An image of an aeroplane
the propeller is rashers of bacon
the wings are of reinforced lard
the tail is made of paperclips
the pilot is a wasp

Which brings me on to my second point. Whilst the visual heritage of Surrealism enjoys a great deal of popular success - however much that success has stripped its greatest practitioners of the capacity to shock and appall - the literary possibilities of Surrealism have either been relegated to the status of a cult, with writers such as Gascoyne enjoying a small but committed readership, or the processes which gave birth to classics like The Magnetic Fields and Paris Peasant have been watered down by several generations of 'soft' Surrealists. It is strange, then, that many of the great writers seem to pre-empt their own redundancy, as the visual is repeatedly given precedence over the written, the linguistic, in many of the great theoretical texts of Surrealism. Basically, these lads were bare obsessed with eyes, with what the eye could produce imaginatively: language was only valuable insofar as it coulld produce new images for the mind's eye to confront.

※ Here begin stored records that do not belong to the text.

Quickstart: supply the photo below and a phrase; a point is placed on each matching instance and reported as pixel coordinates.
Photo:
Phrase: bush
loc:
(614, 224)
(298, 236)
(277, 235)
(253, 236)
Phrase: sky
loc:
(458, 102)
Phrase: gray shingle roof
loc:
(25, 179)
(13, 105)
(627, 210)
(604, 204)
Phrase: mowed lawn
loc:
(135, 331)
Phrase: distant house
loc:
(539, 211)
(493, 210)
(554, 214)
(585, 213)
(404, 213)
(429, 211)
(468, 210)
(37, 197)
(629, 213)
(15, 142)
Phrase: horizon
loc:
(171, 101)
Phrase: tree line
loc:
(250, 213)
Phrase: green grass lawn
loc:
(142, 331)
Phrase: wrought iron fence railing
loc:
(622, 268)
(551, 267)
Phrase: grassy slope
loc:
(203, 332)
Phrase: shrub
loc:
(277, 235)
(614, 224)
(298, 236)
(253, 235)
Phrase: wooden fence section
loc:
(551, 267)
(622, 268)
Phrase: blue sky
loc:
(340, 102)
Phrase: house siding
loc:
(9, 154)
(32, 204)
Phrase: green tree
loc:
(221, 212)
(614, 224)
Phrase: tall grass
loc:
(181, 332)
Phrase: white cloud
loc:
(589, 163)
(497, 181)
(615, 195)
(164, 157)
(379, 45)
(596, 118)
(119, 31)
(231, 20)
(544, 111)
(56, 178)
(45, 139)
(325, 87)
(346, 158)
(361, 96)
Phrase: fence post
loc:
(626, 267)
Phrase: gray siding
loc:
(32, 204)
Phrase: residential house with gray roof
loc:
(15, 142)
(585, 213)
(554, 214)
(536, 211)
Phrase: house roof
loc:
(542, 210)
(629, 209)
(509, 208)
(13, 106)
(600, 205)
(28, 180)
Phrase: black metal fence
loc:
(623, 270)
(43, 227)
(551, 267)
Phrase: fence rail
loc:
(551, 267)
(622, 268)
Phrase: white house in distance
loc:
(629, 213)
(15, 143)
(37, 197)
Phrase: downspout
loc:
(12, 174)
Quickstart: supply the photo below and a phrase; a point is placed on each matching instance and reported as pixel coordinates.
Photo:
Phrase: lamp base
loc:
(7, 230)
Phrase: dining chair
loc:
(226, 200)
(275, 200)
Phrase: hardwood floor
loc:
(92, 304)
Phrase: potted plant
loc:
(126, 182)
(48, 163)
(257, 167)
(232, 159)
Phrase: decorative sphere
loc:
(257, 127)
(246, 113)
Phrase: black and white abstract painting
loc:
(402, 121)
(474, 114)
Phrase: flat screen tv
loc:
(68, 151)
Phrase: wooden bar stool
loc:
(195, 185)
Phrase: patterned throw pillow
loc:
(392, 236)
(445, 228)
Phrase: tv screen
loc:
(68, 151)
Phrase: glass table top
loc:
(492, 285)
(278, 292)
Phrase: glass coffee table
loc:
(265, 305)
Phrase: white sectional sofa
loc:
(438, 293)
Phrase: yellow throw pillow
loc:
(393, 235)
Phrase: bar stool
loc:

Gascoyne's poem, however, seems to be rather more ambivalent. Yes, it's dedicated to Magritte, yes, it's entitled 'The Very Image', but the poem's effects - that of accumulation, whereby the image only makes 'sense' (or rather, feels complete) once each individual stanza is over - are chiefly linguistic in character. The shock of learning that the pilot of the insane plane in the quotation above is a wasp is only possible, I would argue, in a written text: a visual text could not withhold information in this way. Likewise, in the poem's final stanza, the reader is confronted with new information which alters all that has gone before:

And all these images
and many others
are arranged like waxworks
in model birdcages
about six inches high

What begins, then, as a hymn to a great painter becomes, to my mind, a celebration of the almost godlike capacity of the poet to control the reader's perceptions, finally belittling the images he has created in the foregoing stanzas.